Was it all so drunken and fumbling that neither party ever bothered to figure out what made the other feel good?

And he seemed to know he was bad at it. So why hadn’t he ever consulted the Internet? Why hadn’t he tried to learn how to do things right prior to now? He seemed eager enough to learn last night . . .

I was adrift in these thoughts when the noise of a chair scraping back grabbed my attention. Glancing up, I found Sean joining us at the table. His hair was wet and he’d changed his clothes. For a moment, I felt bad for leaving him to wake up in my cabin all alone.

His gaze held mine for a beat, his expression somber. I tore my eyes away from his, fighting a fierce surge of heat threatening to overtake my neck and cheeks.

I will not blush. I am not shy. I am an adult woman who likes having sex. So what if I had to teach him how and it was sexy as hell?

I lifted my gaze to Sean once more. He was still looking at me and the heat behind his gaze, the intensity and vulnerability of it, obliterated all my reasoning and good sense. He looked at me like I was the center of something important. Like I was important to him.

Fuck, fuck, fuck!

I blushed.

Then I cursed under my breath and stabbed my porridge with my spoon, resolved not to make eye contact again. This was all in my head—it had to be. I couldn’t go imagining last night meant something to Sean Cassidy.
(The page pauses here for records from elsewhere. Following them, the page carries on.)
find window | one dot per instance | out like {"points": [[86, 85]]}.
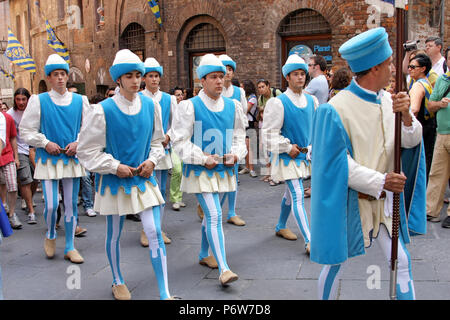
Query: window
{"points": [[304, 22], [99, 14], [205, 37], [133, 38]]}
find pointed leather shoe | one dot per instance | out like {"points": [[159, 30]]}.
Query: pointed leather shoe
{"points": [[286, 234], [227, 277], [121, 292], [49, 247], [144, 239], [74, 256], [210, 262]]}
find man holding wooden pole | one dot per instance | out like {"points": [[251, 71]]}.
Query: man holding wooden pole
{"points": [[353, 168]]}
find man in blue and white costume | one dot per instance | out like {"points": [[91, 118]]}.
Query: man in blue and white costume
{"points": [[352, 168], [52, 123], [153, 73], [210, 139], [286, 134], [121, 141], [238, 94]]}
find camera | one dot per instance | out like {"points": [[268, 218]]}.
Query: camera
{"points": [[411, 45]]}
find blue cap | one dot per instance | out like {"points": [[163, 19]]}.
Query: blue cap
{"points": [[208, 64], [366, 50], [294, 62]]}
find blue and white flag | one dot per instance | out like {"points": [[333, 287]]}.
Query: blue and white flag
{"points": [[16, 53], [155, 9]]}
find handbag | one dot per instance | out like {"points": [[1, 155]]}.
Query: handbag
{"points": [[5, 226]]}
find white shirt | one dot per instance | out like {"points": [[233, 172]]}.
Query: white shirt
{"points": [[183, 129], [30, 126], [274, 119], [367, 180], [92, 140], [173, 107], [22, 147], [438, 67], [319, 88], [228, 92]]}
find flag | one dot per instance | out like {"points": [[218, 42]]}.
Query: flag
{"points": [[17, 54], [7, 74], [402, 4], [155, 9], [55, 43]]}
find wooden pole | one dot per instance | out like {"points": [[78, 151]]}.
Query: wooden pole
{"points": [[400, 17]]}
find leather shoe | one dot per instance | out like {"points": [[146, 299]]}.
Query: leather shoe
{"points": [[144, 239], [49, 247], [79, 231], [308, 248], [227, 277], [74, 256], [433, 219], [166, 238], [200, 212], [134, 217], [307, 193], [121, 292], [286, 234], [237, 221], [210, 262]]}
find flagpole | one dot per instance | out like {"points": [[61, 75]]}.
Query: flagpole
{"points": [[400, 20], [30, 45]]}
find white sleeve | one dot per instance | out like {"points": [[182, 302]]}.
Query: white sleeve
{"points": [[244, 107], [92, 143], [272, 124], [173, 110], [30, 125], [183, 129], [238, 146], [412, 136], [365, 180], [157, 149]]}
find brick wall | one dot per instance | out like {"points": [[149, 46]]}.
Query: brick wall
{"points": [[250, 29]]}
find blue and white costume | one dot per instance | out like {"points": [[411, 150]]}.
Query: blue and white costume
{"points": [[237, 94], [288, 121], [52, 117], [205, 125], [168, 104], [353, 150], [120, 131]]}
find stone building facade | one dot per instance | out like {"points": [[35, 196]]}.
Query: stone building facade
{"points": [[257, 34]]}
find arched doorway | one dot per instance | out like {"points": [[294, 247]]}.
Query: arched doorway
{"points": [[305, 32], [42, 86], [203, 38], [133, 38]]}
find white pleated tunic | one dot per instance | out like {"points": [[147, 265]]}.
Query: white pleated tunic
{"points": [[183, 129], [30, 132], [278, 144], [92, 143]]}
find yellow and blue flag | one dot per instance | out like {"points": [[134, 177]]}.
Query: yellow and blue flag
{"points": [[7, 74], [155, 9], [55, 43], [17, 54]]}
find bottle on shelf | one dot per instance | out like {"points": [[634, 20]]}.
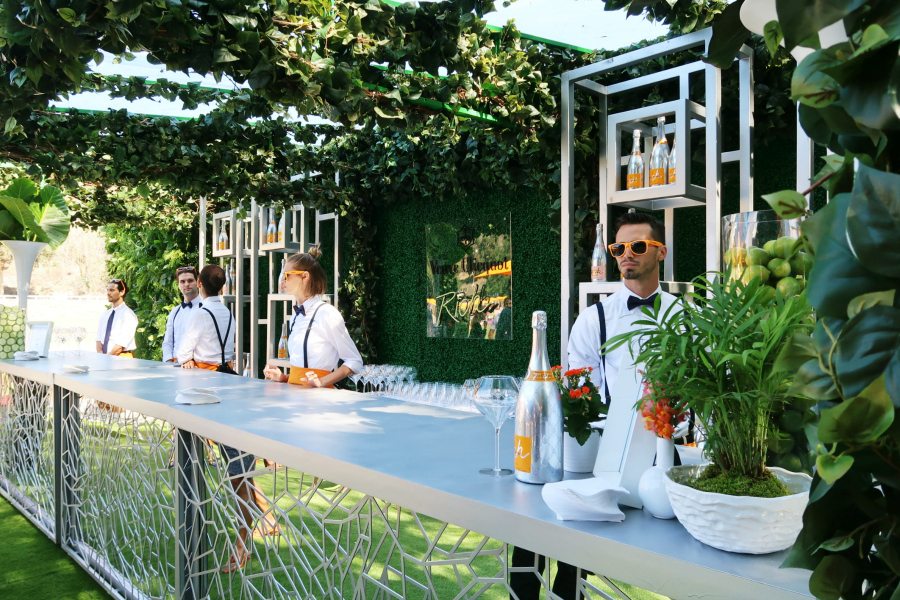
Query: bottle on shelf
{"points": [[229, 282], [271, 230], [223, 236], [673, 161], [635, 177], [598, 257], [659, 158], [539, 419], [282, 343]]}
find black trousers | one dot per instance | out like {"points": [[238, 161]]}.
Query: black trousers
{"points": [[528, 587]]}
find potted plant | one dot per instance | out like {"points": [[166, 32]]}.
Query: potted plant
{"points": [[30, 218], [582, 405], [715, 352]]}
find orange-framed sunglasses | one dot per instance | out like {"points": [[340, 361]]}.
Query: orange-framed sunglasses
{"points": [[637, 247]]}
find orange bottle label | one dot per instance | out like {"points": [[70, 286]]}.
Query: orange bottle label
{"points": [[634, 181], [523, 454]]}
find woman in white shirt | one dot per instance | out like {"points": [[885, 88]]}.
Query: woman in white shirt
{"points": [[318, 341]]}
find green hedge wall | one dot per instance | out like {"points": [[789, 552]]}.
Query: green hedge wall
{"points": [[400, 332]]}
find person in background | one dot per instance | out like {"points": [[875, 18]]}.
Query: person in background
{"points": [[318, 341], [639, 249], [208, 343], [175, 326], [115, 332]]}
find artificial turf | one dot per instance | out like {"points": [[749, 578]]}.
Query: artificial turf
{"points": [[32, 567]]}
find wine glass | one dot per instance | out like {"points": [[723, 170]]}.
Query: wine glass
{"points": [[495, 397]]}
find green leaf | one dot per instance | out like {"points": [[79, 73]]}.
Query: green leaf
{"points": [[21, 212], [867, 345], [831, 468], [52, 215], [832, 576], [772, 36], [788, 204], [859, 420], [810, 85], [861, 303], [837, 276], [873, 220], [728, 36], [837, 544], [800, 20]]}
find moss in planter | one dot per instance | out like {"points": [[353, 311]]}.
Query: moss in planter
{"points": [[712, 479]]}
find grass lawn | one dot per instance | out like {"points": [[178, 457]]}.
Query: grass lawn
{"points": [[34, 568]]}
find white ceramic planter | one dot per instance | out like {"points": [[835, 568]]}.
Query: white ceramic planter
{"points": [[740, 523], [580, 459], [24, 254]]}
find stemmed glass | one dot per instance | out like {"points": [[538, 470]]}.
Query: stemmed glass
{"points": [[495, 397]]}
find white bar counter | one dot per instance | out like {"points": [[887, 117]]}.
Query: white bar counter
{"points": [[426, 459]]}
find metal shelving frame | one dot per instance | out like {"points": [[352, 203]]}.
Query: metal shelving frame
{"points": [[690, 117]]}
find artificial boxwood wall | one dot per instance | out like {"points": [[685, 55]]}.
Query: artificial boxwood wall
{"points": [[400, 336]]}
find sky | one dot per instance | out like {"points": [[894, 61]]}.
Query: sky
{"points": [[581, 23]]}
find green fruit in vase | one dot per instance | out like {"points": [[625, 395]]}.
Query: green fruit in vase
{"points": [[757, 256], [755, 272], [779, 267], [785, 246]]}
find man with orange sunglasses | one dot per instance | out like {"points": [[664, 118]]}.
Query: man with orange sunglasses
{"points": [[639, 249]]}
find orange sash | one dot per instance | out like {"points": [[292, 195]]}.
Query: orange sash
{"points": [[298, 375]]}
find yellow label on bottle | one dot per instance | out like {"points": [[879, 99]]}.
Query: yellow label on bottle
{"points": [[634, 181], [523, 454], [539, 376]]}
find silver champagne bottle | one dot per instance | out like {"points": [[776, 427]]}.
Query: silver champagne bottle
{"points": [[539, 421]]}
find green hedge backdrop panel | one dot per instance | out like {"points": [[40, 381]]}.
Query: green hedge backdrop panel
{"points": [[401, 331]]}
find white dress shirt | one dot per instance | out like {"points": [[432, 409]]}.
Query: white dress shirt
{"points": [[200, 342], [122, 332], [176, 325], [584, 340], [329, 340]]}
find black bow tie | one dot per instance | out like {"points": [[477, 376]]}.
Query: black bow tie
{"points": [[634, 301]]}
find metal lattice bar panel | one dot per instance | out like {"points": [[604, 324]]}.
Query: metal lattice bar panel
{"points": [[26, 449]]}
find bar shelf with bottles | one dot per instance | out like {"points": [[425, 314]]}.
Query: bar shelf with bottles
{"points": [[282, 230], [673, 189]]}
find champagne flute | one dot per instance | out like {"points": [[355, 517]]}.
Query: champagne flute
{"points": [[495, 397]]}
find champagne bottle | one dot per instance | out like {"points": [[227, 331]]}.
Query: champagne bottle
{"points": [[659, 158], [282, 343], [635, 177], [271, 230], [539, 419], [598, 257], [673, 160], [223, 237]]}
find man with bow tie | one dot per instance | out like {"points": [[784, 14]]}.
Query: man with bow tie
{"points": [[638, 250], [177, 322]]}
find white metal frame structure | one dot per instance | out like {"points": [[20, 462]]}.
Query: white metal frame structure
{"points": [[690, 116]]}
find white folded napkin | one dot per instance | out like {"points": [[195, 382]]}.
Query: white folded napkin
{"points": [[584, 500], [197, 396]]}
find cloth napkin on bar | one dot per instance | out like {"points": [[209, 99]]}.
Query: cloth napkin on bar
{"points": [[197, 396], [584, 500]]}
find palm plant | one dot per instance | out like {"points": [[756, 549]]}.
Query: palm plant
{"points": [[715, 351]]}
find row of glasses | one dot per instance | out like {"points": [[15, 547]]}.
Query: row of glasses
{"points": [[378, 377]]}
Sleazy Sean, I reminded myself of his nickname again. This did not make me feel better.

He ate and chatted with the others for a few minutes while I regulated my breathing, then his thigh moved against mine as he leaned in close and murmured in my ear, “We should talk.”

I raised a brow at him speculatively, ignoring the goosebumps caused by his hot breath against my neck. “About what?”

He leaned back, studying me, and pressed his lips together. “Things.”

“Oh.” I exhaled the word.

Smiling, he shook his head. “No need to look so frightened.”

“I’m not frightened.” I was a little frightened.

He pondered me a moment, his voice holding a hint of self-deprecation. “Perhaps that wasn’t the correct choice of word. Traumatized is probably more fitting.”

“I’m really not following you.”

He sighed, his smile growing brittle, his words halting and tinged with apology. “Last night, I didn’t exactly live up to what you expected.”

“I didn’t have any expectations, Sean,” I lied, stunned by his self-effacement.

He scrutinized me for several moments, like I was an unsolvable equation, then pressed, “Be that as it may, I want to make it up to you.”

“Make it up to me?” I squeaked, imagining all the things that statement could mean.

“Yes, but first . . .” He frowned, still examining my face, and turned in his chair, his arm coming to rest along the back of mine. With a painfully sincere expression—one that made my heart both flutter and squeeze—he whispered, “I want you to teach me.”

Chapter Eight

@SeanCassinova How is sex like a party?

@THEBryanLeech to @SeanCassinova Ok I’ll bite. How is sex like a party?

@SeanCassinova to @THEBryanLeech It’s more fun when everybody comes.

@THEBryanLeech to @SeanCassinova You’re only figuring this out now?

*Sean*

There’s this idiom I’d never fully appreciated until I sat across from lovely Lucy Fitzpatrick and asked her to teach me how to fuck, good and proper.

Go for broke.

Last night had been a nightmare. Then it had been a dream. And she’d been an angel.